El tercer conglomerado se halla constituido por los apáticos. Estas personas abrigan una supina indiferencia hacia todo aquello que implique comprometerse, asumir algún tipo de posición frente a los hechos o considerar que ellos podrían llegar a ser agentes de cambio. En resumidas cuentas, les importa un rábano lo que suceda a su alrededor, mientras no les afecte de manera directa. Miran el expolio y el desgobierno como asuntos cotidianos y solo se preocupan por ellos mismos, sus intereses y su comodidad. Solo reaccionan ante circunstancias que supongan un desmedro de sus condiciones de vida: limitantes como el pico y placa, por ejemplo, o campañas socioculturales con intenciones de hacer más llevadera la convivencia de las gentes. Su egoísmo no conoce fronteras y jamás se mostrarían dispuestos a asumir una actitud o posición que los saque de su zona de confort. Muchos no han votado jamás y se enorgullecen de ello.

Así las cosas, tan solo un tercio de la población legalmente habilitada para votar acudió a las urnas. Analistas poseedores de un elevado nivel de optimismo han manifestado que la votación, si bien no alcanzó el umbral necesario, constituye una victoria para sus promotores. Acaso pueda verse como tal, si consideramos el loable esfuerzo de lanzarse contra la corriente a buscar un objetivo que levantaba tanta ampolla y que, en un país como el nuestro, bien hubiera podido significar un grave riesgo para su bienestar y su seguridad. Constituye también un honor la satisfacción del deber cumplido frente a sus propias convicciones, amén de las enormes dificultades que la tarea planteaba, ya desde el mismo comienzo. Y, por supuesto, la complacencia que representa el haber generado una nube de temor entre los sinvergüenzas, la cual se puso de manifiesto en la inmensa campaña de desprestigio que estos montaron para tratar de atajar la indignación ciudadana. Pero por lo demás, todos perdimos en ese domingo. Lo que hubiera podido transformarse en un triunfo del pueblo contra el latrocinio y el saqueo se quedó en algo que no alcanza ni siquiera la categoría de victoria pírrica. Aunque mucho nos cueste reconocerlo, no puede cabernos la menor sombra de duda: ganó la corrupción.

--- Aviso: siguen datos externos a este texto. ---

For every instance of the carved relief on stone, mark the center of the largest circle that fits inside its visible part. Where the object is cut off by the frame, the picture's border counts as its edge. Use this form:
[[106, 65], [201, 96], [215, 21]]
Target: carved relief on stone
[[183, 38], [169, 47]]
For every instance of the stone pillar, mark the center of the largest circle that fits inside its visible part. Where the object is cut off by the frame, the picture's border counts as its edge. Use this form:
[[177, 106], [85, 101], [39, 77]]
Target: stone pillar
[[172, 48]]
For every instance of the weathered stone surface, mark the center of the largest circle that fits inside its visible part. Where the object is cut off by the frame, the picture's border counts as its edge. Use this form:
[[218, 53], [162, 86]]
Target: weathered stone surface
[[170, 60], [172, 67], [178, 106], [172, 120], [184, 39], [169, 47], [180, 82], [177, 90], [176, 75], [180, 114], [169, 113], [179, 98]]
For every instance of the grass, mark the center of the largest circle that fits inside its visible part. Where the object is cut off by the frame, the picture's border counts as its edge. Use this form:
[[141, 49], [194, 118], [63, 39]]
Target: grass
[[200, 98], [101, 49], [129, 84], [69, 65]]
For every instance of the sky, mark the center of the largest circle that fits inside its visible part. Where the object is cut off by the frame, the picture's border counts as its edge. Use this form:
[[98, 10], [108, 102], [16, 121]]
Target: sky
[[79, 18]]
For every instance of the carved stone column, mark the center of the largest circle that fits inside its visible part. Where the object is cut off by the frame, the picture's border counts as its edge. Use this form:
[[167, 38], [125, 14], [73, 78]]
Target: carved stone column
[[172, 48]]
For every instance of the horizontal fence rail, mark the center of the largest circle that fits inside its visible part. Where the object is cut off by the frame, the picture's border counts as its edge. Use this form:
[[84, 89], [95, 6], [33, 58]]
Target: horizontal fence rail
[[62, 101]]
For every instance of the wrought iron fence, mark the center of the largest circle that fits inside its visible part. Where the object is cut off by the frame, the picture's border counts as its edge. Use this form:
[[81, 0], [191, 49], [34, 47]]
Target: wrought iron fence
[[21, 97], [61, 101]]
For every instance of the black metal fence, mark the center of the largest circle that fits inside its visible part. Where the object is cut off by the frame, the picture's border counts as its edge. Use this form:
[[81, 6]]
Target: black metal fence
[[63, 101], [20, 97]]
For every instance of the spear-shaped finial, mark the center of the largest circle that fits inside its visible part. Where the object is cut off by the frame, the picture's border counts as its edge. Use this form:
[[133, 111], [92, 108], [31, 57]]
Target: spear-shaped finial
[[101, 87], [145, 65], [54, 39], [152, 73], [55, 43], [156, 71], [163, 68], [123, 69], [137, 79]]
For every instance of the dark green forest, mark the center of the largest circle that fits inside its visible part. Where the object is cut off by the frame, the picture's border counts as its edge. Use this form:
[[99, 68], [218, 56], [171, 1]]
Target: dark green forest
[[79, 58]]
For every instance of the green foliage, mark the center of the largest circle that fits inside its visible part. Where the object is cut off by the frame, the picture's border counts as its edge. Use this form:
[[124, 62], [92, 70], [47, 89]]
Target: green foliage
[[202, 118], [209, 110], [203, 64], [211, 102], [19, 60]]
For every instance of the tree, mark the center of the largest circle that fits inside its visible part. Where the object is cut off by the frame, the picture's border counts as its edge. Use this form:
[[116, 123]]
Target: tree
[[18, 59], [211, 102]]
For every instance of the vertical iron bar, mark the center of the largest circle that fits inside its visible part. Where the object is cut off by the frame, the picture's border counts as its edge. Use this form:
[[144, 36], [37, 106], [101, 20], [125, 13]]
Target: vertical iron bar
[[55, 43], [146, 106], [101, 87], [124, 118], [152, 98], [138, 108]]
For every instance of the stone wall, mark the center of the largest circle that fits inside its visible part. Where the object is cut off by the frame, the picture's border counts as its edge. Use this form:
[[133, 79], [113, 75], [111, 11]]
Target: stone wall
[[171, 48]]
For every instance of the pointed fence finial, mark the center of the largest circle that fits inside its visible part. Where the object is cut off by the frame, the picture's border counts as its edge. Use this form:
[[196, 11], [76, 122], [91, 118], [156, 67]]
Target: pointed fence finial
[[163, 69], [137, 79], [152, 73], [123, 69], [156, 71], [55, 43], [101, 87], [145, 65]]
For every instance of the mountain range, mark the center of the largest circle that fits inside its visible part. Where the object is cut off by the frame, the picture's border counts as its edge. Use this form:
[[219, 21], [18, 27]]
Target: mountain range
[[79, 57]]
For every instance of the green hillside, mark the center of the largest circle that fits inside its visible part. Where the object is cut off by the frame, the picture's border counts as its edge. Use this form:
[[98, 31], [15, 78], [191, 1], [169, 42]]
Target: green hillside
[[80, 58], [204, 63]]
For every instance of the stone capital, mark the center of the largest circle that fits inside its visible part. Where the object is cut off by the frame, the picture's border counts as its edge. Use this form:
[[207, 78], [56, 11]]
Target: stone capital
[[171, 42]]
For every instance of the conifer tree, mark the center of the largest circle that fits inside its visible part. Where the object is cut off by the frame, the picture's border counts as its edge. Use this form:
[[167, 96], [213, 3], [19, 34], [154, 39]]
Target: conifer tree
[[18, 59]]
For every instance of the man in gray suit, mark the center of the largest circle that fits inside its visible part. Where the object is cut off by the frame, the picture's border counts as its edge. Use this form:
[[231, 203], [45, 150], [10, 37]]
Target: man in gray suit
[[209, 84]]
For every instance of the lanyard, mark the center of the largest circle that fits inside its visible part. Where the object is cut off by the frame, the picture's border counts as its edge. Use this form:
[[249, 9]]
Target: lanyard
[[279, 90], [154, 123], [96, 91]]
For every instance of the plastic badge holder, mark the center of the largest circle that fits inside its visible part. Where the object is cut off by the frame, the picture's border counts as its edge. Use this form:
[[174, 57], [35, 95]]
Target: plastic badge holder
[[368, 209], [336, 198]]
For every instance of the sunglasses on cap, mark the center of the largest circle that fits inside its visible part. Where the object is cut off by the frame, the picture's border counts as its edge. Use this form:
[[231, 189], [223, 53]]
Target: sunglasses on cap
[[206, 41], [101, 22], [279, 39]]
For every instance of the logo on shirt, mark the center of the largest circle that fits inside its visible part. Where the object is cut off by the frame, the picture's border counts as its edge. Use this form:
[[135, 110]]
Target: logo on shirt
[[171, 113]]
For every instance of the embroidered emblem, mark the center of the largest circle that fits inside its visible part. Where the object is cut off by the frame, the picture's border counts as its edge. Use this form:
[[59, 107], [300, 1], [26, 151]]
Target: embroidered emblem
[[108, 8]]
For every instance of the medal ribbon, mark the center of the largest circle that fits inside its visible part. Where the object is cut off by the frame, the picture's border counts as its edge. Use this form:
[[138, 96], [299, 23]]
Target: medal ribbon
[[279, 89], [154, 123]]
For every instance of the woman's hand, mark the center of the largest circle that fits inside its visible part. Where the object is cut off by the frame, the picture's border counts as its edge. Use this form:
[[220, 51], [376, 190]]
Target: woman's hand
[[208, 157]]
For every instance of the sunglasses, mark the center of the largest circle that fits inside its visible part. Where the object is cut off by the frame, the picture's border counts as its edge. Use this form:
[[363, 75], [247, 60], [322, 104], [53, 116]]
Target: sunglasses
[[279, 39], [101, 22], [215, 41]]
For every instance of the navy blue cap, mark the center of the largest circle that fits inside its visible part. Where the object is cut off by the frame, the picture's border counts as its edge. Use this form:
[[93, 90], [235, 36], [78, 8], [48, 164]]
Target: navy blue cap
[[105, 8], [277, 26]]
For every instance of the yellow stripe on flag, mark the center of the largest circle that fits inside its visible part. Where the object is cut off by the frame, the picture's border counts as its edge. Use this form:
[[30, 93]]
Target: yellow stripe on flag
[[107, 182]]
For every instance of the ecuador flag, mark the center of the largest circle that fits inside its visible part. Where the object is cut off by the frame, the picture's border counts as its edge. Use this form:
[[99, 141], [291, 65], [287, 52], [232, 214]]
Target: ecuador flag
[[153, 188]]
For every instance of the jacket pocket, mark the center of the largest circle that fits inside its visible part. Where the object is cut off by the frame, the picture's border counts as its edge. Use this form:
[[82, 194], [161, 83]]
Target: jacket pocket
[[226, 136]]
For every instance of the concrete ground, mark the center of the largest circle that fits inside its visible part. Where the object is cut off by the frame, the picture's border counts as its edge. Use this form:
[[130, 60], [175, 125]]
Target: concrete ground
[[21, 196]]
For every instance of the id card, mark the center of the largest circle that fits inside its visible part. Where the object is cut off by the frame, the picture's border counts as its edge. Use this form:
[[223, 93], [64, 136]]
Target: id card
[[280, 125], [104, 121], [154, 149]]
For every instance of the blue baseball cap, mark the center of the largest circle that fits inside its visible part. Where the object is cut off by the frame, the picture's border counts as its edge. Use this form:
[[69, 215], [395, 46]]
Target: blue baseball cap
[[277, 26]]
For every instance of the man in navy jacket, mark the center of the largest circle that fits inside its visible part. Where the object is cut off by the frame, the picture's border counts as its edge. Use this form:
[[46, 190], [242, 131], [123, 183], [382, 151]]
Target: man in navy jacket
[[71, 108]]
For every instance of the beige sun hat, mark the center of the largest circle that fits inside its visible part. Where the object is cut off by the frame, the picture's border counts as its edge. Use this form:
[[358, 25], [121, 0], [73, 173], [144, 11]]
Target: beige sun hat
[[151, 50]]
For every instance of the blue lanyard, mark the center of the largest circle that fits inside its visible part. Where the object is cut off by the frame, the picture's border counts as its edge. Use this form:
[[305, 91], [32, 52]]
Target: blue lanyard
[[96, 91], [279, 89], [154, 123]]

Frente al hecho cumplido, no tiene sentido consumirnos en lamentaciones inútiles. “Las cosas son como son y no como debieran ser”, dijo alguien alguna vez. Por mucho que nos pese, no nos queda otro recurso que reconocer que el cáncer endémico que lleva consumiendo nuestra existencia como nación desde tiempos inmemoriales está hoy más vivo y fortalecido que nunca, sobre todo después de esta batalla en la que estuvimos a punto de ponerle un freno, pero no lo logramos. Infortunadamente, no estuvimos a la altura de las circunstancias históricas y el único sentimiento que podemos abrigar es el de una inconmensurable y profunda vergüenza.